Chinese banks are estimated to have issued 3.56 trillion yuan ($492.11 billion) in net new yuan loans last month, more than double the 1.45 trillion yuan in February, according to the median estimate in the survey of 22 economists.
The expected new loans would be lower than 3.89 trillion yuan issued in the same month a year earlier.
After record growth in credit in January, new lending declined in February.
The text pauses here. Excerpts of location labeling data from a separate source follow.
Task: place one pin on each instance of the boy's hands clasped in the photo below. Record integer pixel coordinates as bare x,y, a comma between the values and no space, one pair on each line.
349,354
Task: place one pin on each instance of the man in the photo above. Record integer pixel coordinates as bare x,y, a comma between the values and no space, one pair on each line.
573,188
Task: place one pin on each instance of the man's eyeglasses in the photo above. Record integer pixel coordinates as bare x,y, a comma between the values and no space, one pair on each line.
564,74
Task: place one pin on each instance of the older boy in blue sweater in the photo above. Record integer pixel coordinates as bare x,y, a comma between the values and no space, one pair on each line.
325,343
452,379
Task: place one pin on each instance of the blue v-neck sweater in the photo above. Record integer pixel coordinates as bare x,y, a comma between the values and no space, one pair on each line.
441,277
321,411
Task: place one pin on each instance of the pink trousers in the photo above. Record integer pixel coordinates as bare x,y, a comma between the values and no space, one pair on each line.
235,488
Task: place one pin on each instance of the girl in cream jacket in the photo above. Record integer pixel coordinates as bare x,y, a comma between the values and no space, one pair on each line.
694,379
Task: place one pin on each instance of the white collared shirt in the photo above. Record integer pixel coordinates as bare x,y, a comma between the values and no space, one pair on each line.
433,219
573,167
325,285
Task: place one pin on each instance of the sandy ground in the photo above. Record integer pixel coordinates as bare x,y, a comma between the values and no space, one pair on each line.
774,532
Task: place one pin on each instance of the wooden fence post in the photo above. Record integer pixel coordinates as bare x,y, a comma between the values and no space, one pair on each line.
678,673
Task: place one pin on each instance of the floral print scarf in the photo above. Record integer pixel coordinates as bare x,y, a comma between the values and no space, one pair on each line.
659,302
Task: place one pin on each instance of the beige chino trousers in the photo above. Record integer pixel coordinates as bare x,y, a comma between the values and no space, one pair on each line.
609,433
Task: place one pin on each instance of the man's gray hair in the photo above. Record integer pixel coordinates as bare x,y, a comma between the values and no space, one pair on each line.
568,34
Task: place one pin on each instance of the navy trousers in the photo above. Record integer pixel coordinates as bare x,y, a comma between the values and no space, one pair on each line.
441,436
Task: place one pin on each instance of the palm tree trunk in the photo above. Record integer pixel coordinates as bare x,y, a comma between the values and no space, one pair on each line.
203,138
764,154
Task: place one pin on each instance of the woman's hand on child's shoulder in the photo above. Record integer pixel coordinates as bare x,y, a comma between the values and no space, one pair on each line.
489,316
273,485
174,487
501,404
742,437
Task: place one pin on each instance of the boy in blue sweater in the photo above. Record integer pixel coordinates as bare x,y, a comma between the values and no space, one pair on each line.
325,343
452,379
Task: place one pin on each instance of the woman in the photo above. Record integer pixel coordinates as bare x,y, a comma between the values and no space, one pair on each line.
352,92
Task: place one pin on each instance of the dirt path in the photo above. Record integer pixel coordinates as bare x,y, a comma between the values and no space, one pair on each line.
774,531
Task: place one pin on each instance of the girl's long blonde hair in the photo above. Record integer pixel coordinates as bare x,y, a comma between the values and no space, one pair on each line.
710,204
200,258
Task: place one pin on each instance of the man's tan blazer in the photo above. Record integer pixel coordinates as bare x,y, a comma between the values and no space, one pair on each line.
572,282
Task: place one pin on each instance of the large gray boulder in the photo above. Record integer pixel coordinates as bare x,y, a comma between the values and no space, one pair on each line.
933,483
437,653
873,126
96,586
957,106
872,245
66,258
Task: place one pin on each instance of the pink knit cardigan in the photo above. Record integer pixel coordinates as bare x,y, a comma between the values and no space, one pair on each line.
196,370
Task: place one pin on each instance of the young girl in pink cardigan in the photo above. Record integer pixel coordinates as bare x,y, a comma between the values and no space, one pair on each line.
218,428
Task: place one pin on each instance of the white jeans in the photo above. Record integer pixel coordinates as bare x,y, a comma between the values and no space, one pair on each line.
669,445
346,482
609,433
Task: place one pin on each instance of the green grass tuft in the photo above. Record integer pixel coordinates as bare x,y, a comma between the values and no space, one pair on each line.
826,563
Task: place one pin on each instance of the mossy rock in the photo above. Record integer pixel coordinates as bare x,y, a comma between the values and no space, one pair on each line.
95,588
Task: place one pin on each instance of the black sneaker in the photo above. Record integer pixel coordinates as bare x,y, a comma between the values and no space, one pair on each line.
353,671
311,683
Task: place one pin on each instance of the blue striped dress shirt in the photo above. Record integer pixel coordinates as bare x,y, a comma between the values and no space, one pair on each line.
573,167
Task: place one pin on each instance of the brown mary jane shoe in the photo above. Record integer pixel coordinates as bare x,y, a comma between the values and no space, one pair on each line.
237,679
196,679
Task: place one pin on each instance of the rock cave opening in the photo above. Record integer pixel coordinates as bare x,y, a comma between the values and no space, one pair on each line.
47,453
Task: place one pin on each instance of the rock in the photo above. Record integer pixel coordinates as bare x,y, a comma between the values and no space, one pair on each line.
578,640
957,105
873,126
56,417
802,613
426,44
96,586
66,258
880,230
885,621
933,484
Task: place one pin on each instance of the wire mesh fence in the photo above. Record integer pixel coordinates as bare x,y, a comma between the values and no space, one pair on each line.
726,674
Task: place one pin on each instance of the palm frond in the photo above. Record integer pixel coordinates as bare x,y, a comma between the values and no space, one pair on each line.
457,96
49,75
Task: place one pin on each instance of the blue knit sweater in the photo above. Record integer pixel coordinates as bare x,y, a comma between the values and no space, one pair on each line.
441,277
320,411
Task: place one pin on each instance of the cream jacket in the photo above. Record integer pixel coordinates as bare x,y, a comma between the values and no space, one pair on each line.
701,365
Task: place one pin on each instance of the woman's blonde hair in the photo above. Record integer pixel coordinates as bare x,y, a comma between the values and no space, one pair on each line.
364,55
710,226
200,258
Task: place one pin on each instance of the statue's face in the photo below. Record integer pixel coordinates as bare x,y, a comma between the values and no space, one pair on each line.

If the March reading matches forecasts, total lending in the first quarter would reach 9.93 trillion yuan, versus a record of 10.6 trillion yuan in the first quarter of last year.
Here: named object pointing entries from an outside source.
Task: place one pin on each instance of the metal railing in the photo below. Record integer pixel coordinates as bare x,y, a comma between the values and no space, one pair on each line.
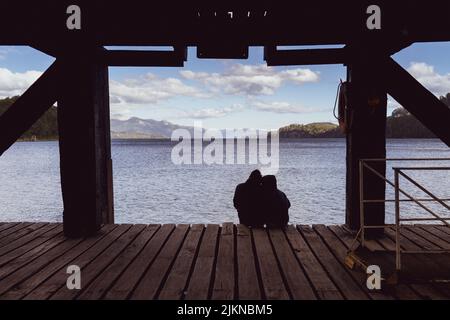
400,172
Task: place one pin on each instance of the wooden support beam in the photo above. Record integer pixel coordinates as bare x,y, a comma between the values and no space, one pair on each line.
30,106
366,139
276,57
134,58
85,144
420,102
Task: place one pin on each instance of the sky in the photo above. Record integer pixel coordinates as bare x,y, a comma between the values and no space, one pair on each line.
228,93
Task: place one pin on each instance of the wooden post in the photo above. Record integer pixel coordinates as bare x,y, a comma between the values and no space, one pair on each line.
367,102
85,144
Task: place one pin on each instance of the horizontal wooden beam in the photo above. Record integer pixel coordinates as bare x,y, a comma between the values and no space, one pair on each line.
30,106
276,57
134,58
420,102
251,23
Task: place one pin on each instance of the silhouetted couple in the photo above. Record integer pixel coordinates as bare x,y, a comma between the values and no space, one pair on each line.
259,202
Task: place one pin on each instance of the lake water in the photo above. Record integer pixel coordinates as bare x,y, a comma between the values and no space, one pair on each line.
149,188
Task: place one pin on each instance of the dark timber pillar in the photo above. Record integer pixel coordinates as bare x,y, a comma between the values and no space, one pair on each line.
367,103
85,144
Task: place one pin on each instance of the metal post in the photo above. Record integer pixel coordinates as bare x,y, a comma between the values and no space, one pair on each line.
398,264
361,201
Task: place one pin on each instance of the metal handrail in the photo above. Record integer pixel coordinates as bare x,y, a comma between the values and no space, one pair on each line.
398,171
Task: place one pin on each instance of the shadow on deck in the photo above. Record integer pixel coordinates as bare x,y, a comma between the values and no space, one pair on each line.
198,262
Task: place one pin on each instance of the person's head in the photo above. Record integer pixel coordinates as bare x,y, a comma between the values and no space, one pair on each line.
255,177
269,182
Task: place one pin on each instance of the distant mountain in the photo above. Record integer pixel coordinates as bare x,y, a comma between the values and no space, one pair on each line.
311,130
136,128
401,124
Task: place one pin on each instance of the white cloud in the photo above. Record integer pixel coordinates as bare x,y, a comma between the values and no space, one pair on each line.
16,83
149,89
211,112
251,80
437,83
282,107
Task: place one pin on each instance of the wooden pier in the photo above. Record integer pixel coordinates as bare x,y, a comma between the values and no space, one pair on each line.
201,262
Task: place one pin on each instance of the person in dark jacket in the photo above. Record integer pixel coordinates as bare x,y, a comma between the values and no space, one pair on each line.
247,201
275,203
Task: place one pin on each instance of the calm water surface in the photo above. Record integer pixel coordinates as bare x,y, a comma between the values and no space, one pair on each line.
148,188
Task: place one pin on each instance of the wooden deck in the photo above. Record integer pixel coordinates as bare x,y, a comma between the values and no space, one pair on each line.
198,262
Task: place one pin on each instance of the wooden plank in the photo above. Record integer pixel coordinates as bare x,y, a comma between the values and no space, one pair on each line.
28,108
19,274
52,239
340,252
412,95
346,284
444,229
46,289
131,276
199,284
417,263
26,239
21,283
84,142
104,280
99,263
177,280
248,283
224,282
155,276
296,280
323,285
274,287
4,226
401,291
366,139
19,231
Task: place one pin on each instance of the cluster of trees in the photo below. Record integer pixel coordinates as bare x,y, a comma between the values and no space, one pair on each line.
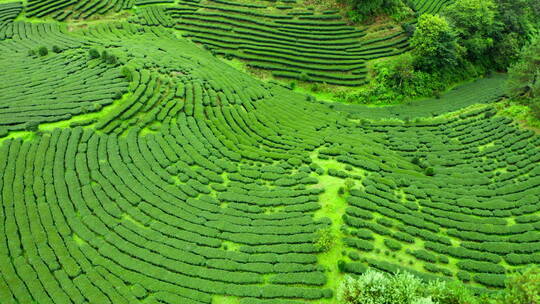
485,33
468,39
404,288
524,77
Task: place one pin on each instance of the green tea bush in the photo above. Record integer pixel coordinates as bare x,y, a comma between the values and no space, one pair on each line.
93,53
324,239
43,51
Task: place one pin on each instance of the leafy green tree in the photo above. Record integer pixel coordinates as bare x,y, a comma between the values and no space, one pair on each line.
475,24
524,77
434,43
523,288
518,20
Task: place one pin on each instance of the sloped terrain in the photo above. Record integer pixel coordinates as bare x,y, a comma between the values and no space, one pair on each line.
166,176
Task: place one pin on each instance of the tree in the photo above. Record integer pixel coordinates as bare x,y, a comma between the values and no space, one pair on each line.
434,43
523,288
475,25
518,20
524,77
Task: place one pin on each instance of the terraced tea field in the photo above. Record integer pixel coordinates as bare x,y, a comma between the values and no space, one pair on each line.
136,167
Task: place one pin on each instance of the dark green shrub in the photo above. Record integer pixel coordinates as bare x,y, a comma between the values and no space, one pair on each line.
111,59
93,53
43,51
523,288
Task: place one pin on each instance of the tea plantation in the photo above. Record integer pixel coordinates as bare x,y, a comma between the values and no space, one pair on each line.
138,167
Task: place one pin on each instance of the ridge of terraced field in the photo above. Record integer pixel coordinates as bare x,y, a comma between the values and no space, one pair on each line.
153,172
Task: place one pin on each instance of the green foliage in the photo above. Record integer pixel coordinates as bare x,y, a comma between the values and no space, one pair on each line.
93,53
324,239
435,43
403,288
474,23
363,10
524,77
43,51
523,288
377,288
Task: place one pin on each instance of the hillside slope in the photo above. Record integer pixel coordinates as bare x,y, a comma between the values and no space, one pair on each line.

“Banks likely continued to offer credit support for the real economy, recovering a bit after the notable weakness in February,” analysts at UBS said in a note. “Boost from loans to NBFIs (non-bank financial institutions) may have narrowed from February.”
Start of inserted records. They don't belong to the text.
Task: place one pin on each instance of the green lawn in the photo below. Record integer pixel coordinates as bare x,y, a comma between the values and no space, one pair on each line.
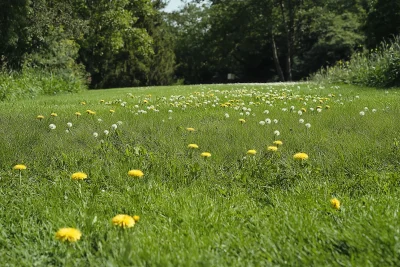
231,209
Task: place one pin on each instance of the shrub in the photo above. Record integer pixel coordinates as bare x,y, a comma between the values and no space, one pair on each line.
32,82
378,67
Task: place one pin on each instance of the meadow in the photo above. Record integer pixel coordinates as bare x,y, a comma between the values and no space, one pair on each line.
248,202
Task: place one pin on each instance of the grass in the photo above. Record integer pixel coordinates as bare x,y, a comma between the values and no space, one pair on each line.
231,209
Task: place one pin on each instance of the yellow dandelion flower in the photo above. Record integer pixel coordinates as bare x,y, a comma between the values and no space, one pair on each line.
205,154
278,143
124,221
68,234
193,146
78,176
251,152
136,173
19,167
300,156
335,203
272,148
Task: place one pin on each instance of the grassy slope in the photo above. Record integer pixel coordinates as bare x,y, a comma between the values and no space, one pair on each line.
227,210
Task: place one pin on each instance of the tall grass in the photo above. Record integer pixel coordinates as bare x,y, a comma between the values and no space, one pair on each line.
379,67
31,83
232,209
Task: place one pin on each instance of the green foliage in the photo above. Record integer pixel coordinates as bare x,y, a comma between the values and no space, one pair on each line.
31,83
231,209
378,67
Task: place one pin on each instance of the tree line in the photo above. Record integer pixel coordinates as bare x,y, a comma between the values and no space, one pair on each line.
123,43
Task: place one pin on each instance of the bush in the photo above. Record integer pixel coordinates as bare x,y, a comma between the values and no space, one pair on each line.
32,82
379,67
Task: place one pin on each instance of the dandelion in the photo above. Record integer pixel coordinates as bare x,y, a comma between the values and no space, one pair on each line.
205,154
19,167
278,143
123,220
300,156
193,146
335,203
68,234
272,148
251,152
79,176
136,173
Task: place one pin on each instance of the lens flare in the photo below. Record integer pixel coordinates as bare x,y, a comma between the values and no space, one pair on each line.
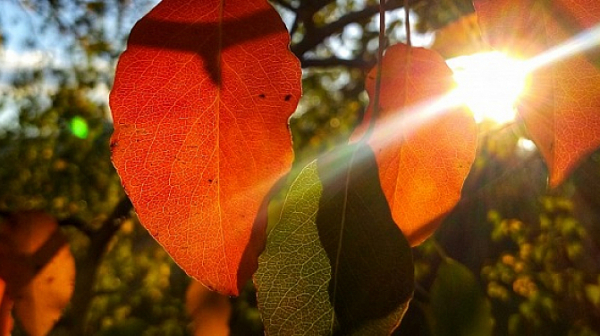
489,84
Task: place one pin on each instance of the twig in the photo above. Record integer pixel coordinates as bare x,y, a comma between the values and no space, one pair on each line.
407,22
335,61
377,93
317,36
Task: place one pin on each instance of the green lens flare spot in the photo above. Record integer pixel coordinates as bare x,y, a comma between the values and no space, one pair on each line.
79,127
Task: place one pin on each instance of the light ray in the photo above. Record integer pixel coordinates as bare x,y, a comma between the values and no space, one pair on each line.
582,42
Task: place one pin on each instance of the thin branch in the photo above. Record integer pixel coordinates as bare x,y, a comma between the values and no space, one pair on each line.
407,22
377,93
335,61
285,5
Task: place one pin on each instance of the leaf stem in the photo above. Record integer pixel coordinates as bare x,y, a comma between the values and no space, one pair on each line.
377,92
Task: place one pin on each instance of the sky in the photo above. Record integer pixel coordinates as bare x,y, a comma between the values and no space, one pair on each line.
29,46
In February, new lending to non-bank financial institutions, including brokerages and funds, surged to 404.5 billion yuan, from 24.9 billion yuan in January, central bank data showed, fanning speculation that such loans could have been used to support the ailing stock market.
Most analysts believe the central bank will stick with traditional tools rather than resorting to massive liquidity injections through “quantitative easing” (QE), as some major economies such as Japan and the United States have done.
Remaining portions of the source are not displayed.